1996’s “Set It Off” is a classic film. Directed by F. Gary Gray, it tells the story of 4 friends pushed to the brink by financial hardships. It starred a-listers Queen Latifah, Jada Pinkett-Smith, Vivica A. Fox and Kimberly Elise. While their portrayals of Cleo, Stony, Frankie, and T.T are now iconic, the movie was almost very different and could have been a completely different cast.
“Set It Off” was a breakthrough film for everyone involved and helped make stars out of much of the cast. It grossed over $30 million in the US and over $40 million worldwide against its $9 million budget. It garnered mostly positive reviews and currently has a 71% rating on Rotten Tomatoes. Cinema Score rated it an A, and Robert Ebert called it “a lot more than a thriller,” sighting the movie’s realistic portrayal of 4 black women and their friendship.
The film’s soundtrack also went on to become a huge success. Featuring contributions from Queen Latifah, Busta Rhymes, Seal, Brandy, Gladys Knight, and Chaka Khan, it debuted at #4 on the Billboard charts. Its biggest hit was En Vogue’s “Don’t Let Go (Love).”
In addition to having a standout song on the soundtrack of the film, Brandy Norwood was also supposed to star in the film as T.T. T.T was the soft-spoken one of the group, who reluctantly decided to join the girls in their bank robbing spree after child protective services began trying to take her son away. Elise would eventually score the role of the single mother and was captivating in her scenes showing off a lot of vulnerability and fear. While it was initially written for Brandy, at the time, Brandy was still a teen pop star just starting her transition into acting. She would go on to star in Moesha instead.

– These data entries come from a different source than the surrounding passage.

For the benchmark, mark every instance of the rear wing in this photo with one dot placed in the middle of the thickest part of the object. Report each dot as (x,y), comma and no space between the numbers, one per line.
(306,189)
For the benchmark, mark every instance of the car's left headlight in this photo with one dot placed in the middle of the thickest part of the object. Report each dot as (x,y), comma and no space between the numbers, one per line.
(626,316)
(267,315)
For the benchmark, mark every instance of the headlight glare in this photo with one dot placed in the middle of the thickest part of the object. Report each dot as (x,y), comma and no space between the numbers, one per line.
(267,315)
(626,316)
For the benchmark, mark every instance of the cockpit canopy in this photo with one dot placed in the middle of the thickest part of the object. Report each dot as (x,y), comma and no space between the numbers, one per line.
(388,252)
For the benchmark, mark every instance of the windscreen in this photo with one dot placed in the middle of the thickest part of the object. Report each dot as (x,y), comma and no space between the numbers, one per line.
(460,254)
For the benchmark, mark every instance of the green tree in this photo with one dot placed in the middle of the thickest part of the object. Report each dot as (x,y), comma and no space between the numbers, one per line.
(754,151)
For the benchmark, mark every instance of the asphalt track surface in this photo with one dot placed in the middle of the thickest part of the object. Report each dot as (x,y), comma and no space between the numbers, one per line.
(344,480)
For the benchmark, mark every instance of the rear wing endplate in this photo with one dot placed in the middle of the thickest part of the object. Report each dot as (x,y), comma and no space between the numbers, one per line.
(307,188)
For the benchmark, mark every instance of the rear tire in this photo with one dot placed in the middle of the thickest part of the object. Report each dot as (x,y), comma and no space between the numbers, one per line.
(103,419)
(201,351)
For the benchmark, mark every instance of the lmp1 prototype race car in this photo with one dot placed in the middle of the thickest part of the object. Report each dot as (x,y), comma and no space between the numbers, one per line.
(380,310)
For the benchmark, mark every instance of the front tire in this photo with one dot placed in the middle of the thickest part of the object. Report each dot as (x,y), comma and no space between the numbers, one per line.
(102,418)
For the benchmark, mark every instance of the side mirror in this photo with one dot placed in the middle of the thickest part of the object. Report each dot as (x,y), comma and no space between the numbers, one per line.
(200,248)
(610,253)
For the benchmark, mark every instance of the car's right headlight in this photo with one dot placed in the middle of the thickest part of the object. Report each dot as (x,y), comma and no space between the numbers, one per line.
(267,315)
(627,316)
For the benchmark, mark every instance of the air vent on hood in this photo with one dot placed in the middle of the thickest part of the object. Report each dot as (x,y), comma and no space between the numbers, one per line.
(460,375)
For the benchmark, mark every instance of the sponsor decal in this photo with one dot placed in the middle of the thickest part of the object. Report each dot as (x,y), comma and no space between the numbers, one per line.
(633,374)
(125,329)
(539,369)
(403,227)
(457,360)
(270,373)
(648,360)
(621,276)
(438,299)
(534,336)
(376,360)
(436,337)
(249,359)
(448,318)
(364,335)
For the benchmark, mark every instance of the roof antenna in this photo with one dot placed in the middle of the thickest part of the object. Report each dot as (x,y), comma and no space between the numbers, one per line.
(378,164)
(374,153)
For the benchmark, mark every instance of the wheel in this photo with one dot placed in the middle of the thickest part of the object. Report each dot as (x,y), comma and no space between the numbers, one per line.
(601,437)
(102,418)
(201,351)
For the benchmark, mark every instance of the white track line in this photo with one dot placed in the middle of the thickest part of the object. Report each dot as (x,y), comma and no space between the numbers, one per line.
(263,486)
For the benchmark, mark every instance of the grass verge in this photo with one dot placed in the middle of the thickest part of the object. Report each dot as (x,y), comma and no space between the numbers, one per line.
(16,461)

Vivica Fox opened up about auditioning for the roles of Frankie and T.T. She was approached to do Set It Off while filming Independence Day with Will Smith. Will decided to help Fox practice for her audition, pushing her towards Frankie’s role. According to Fox, director F. Gary Gray had already cast Rosie Perez in the role of Frankie but did not tell anyone. So he was pushing for Fox to do T.T until he saw her act out Frankie’s scenes. He then promised Fox that if Perez dropped out of the role, he would cast her. Sure enough, Perez dropped out a week later.
Fox says she was a fan of both Jada and Queen Latifah’s work and really wanted to be a part of the film once she knew they were in it. Fox had done some work on Latifah’s sitcom living single and knew Jada from her husband, then-boyfriend, Will Smith.
Writer Takashi Bufford admits that he wrote the film with both Jada Pinkett-Smith and Queen Latifah in mind despite not knowing either one of them. While she was always their choice for Stony, Jada reportedly pushed to play Queen Latifah’s Cleo for a bit. In an interview about the movie, Gray said that Jada felt Cleo was the juicier role. However, everyone felt Jada’s energy was better suited for Stony.
They were right about everyone being perfect for their roles, so right in the fact that they were able to ad-lib a lot of their lines. The girls really slipped into their roles and became really good friends in the process. Fox says that a lot of their scenes on the roof were ad-libbed as well.
Vivica A. Fox told Vulture in 2020 that the original script was a bit different. Jada’s character was initially supposed to be addicted to crack, something Gary Gray changed. The pressure was on to get everything right because New Line Cinema had already rejected the film three times. The company did not believe that men would support an all-black female cast. Vivica recalls that Gary was really hard on them as a result of this because he did not want to give the studio any excuse to pull the plug.
Set It Off became so successful that at one point, they were contemplating a sequel. Writer Takashi Bufford says that the studio green light a follow-up, but Jada Pinkett-Smith turned it down, killing any hopes of a follow-up.